Introduction to Abstract Algebra

  • Instructor: dr Róbert Freud
  • Contact: freudro8 at gmail dot com
  • Prerequisites: none
  • Text: Peter J. Cameron: Introduction to Algebra (Oxford Univerity Press 1998), Chapters 1, 2, and 3 + handouts

Course description:

Abstract algebra grasps some essential common features of seemingly very different mathematical objects and provides a framework to investigate their structure in general. The topic of the course is an introduction to the theory of two such important algebraic structures: rings and groups. We will immediately realize that we already know many rings and groups of various forms from our earlier mathematical studies, and their unified treatment will provide a better understanding of their intrinsic properties. We shall see new examples and discover interesting relations through solving lots of exercises and problems of various difficulty.

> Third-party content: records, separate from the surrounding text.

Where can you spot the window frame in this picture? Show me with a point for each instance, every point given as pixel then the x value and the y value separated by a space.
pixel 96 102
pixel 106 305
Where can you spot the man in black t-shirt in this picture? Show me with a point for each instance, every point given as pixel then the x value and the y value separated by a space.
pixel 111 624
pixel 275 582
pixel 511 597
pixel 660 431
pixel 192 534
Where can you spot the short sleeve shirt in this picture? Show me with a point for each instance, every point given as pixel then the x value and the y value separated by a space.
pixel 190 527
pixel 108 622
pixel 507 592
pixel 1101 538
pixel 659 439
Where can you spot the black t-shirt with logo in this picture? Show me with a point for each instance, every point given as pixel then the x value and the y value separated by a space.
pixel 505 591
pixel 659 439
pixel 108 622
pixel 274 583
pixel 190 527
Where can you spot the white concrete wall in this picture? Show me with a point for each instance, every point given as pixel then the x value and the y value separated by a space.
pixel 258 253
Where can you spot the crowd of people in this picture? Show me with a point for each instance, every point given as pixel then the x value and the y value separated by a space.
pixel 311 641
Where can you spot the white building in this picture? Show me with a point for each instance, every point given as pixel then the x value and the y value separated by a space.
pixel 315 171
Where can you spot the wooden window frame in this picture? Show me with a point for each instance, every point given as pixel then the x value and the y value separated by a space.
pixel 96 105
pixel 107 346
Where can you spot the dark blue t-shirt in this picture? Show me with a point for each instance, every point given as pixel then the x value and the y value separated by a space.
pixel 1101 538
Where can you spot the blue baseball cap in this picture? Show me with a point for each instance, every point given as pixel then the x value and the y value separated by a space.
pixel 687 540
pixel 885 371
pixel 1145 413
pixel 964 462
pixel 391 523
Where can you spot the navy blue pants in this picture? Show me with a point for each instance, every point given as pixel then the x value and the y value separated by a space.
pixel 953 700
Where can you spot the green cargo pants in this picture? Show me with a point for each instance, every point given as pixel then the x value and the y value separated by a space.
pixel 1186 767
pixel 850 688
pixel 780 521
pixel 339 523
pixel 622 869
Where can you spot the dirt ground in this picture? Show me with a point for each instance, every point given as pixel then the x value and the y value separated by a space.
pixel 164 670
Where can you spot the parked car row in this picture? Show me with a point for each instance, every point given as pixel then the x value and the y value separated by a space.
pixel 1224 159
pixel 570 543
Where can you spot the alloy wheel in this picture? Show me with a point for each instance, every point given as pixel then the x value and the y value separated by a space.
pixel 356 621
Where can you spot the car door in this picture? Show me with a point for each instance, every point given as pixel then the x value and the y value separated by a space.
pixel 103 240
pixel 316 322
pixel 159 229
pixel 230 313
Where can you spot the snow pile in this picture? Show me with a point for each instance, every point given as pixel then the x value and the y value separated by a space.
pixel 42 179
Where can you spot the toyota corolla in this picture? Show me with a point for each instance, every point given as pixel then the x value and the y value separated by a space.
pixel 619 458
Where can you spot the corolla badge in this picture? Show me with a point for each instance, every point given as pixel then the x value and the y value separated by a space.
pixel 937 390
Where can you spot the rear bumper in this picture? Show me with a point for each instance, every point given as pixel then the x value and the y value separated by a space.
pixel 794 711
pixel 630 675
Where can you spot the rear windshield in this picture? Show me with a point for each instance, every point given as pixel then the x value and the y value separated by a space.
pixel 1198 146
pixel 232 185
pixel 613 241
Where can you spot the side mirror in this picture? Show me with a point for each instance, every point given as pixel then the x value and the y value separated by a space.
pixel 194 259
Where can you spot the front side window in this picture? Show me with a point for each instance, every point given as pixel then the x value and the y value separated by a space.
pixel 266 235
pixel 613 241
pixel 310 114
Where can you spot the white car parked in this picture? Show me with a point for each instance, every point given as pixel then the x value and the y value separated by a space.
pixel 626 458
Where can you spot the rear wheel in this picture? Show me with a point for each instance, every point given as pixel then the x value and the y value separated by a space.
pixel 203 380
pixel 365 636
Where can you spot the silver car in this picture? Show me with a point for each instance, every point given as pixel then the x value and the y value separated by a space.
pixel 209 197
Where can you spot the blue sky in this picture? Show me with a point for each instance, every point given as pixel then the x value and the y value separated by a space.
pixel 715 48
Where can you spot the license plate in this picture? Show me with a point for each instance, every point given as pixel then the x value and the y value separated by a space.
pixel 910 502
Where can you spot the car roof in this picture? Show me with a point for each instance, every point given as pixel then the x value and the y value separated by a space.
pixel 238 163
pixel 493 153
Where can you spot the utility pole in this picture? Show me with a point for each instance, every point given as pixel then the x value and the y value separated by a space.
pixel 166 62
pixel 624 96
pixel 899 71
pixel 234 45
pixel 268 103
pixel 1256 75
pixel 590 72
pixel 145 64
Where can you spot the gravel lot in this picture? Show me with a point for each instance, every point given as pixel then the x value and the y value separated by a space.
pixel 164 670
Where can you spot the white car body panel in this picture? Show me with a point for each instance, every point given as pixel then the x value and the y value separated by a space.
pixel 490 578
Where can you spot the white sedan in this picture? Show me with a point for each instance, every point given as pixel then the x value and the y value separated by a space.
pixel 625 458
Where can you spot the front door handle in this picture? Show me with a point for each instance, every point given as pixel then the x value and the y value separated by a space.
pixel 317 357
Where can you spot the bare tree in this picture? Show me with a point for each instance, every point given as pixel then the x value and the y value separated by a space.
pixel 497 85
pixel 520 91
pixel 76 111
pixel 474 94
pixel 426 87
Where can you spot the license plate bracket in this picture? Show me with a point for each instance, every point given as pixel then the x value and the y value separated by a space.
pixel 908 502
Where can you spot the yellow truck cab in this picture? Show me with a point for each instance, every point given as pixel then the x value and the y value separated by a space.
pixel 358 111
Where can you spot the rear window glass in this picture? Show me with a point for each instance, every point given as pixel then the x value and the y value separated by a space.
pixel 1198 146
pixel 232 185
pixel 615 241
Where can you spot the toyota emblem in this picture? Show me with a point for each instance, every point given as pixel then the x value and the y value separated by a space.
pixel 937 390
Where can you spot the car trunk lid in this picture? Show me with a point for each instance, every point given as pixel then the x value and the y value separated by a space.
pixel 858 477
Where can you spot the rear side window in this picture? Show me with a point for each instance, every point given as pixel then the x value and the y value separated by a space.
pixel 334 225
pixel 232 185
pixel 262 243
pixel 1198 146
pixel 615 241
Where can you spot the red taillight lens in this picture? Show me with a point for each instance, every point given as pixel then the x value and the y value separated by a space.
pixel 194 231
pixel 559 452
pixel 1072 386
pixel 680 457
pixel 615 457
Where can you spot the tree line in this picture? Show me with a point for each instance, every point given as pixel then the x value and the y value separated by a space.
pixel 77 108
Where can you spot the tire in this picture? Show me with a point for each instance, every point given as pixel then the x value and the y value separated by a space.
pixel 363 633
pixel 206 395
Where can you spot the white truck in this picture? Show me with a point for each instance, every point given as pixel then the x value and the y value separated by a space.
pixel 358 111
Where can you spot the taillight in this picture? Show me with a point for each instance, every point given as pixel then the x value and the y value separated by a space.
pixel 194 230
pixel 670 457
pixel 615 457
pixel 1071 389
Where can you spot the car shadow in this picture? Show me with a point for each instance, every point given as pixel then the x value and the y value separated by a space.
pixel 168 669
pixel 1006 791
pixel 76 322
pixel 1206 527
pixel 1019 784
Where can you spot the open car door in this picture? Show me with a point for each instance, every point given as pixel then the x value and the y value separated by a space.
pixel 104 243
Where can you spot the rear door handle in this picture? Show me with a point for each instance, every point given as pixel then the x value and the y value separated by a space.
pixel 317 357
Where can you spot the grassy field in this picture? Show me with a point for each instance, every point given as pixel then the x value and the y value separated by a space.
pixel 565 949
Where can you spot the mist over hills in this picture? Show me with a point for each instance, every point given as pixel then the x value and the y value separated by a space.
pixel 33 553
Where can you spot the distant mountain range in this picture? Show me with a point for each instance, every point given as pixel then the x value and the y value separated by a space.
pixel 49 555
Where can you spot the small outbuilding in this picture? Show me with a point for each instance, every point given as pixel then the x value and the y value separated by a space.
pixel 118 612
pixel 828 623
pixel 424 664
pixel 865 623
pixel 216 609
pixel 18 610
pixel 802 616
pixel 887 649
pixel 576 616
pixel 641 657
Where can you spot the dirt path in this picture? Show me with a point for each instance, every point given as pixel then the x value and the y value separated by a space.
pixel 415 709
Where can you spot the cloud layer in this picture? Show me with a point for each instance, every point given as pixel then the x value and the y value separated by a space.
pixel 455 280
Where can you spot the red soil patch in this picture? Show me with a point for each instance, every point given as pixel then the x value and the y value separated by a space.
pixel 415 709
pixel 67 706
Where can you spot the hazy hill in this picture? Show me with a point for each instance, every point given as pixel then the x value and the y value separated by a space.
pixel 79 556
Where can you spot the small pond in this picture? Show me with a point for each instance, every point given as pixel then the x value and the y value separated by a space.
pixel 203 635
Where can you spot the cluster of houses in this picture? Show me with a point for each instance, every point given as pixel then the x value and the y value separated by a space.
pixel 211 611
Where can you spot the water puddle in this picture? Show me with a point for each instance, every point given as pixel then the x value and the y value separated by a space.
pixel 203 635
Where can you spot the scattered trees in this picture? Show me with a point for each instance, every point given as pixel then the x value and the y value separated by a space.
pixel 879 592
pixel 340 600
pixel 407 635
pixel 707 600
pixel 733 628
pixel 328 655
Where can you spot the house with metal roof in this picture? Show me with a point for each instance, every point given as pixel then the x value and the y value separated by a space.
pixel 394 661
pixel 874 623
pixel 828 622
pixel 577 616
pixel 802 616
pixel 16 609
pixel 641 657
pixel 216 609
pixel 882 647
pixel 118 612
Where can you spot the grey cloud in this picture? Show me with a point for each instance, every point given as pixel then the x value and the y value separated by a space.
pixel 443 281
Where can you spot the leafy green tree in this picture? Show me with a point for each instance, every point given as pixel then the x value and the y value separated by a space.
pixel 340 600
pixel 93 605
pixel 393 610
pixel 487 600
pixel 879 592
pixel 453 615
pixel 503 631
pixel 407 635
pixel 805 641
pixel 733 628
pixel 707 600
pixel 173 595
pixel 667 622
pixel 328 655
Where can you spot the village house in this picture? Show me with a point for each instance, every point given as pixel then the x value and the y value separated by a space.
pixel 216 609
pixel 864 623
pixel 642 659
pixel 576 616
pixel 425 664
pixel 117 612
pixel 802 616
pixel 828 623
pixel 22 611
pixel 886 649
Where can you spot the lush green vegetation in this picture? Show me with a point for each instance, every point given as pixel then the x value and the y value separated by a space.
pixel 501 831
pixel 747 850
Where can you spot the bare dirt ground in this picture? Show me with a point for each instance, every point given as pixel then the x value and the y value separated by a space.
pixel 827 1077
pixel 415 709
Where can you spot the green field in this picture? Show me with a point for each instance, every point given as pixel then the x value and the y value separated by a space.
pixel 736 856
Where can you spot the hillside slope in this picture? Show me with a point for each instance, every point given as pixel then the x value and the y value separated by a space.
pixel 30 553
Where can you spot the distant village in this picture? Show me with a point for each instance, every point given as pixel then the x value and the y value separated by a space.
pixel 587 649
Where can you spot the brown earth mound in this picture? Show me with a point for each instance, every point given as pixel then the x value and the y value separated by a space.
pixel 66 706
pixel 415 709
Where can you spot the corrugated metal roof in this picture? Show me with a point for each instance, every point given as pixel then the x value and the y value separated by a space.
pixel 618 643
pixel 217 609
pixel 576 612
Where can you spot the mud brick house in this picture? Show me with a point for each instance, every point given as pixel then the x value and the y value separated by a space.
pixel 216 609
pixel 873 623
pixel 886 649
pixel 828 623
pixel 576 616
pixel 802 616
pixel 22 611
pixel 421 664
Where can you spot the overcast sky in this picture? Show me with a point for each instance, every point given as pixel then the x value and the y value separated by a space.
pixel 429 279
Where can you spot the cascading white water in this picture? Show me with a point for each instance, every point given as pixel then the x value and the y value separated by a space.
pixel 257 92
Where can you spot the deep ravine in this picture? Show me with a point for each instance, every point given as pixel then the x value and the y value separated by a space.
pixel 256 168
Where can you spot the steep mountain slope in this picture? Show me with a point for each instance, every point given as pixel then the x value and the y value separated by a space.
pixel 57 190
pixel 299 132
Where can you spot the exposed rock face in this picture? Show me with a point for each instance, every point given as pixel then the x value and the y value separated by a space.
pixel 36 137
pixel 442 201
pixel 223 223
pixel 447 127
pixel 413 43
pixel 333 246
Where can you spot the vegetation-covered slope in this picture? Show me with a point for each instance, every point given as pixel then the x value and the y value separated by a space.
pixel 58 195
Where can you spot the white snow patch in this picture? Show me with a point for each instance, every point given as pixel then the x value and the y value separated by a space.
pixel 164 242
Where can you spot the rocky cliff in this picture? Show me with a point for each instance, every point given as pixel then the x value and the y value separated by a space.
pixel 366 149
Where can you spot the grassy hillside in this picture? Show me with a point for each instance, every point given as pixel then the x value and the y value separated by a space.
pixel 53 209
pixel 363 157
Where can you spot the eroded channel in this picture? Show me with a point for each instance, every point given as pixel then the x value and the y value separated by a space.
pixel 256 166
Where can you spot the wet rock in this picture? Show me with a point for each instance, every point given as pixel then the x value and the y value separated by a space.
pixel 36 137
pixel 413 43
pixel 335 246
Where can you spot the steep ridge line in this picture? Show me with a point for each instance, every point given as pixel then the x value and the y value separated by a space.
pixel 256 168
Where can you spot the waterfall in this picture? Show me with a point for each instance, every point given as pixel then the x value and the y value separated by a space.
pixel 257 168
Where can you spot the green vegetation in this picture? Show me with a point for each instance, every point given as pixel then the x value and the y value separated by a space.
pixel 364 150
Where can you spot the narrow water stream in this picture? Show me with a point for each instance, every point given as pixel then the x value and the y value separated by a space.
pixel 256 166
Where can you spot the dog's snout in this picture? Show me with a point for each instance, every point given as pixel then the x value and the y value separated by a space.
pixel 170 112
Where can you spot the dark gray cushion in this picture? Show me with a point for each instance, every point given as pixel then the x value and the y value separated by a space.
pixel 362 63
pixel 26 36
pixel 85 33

Also, we shall apply the theory to answer some questions from seemingly remote areas, such as analysis, number theory, combinatorics, or even social sciences, e.g.:

  • Can the real function f(x) = x be written as the sum of two periodic functions?
  • Which positive integers can be represented as the sum of two squares?
  • At most how many positive integers up to n can have the property that their pairwise sums are all distinct?
  • In how many ways can we color 4 squares red in a 5×5 square grid where two colorings count the same if a rotation or a reflection can transform them into each other?
  • How were the marriage rules set at certain native South American tribes?

Topics to be covered:

Rings. Subrings, ideals, factor rings, homomorphism, direct sum. Number theory in rings: unique factorization theorem, principal ideal domains, Euclidean rings, Gaussian integers, two squares theorem. Field extensions, finite fields, application to Sidon sets.

Groups. Subgroups, cyclic groups, order of an element. Cosets, Lagrange's theorem, Cauchy's theorem. Normal subgroups, conjugacy, factor groups, homomorphism, direct product. Permutation groups, Cayley's theorem, Burnside's lemma. Structure of groups of small size.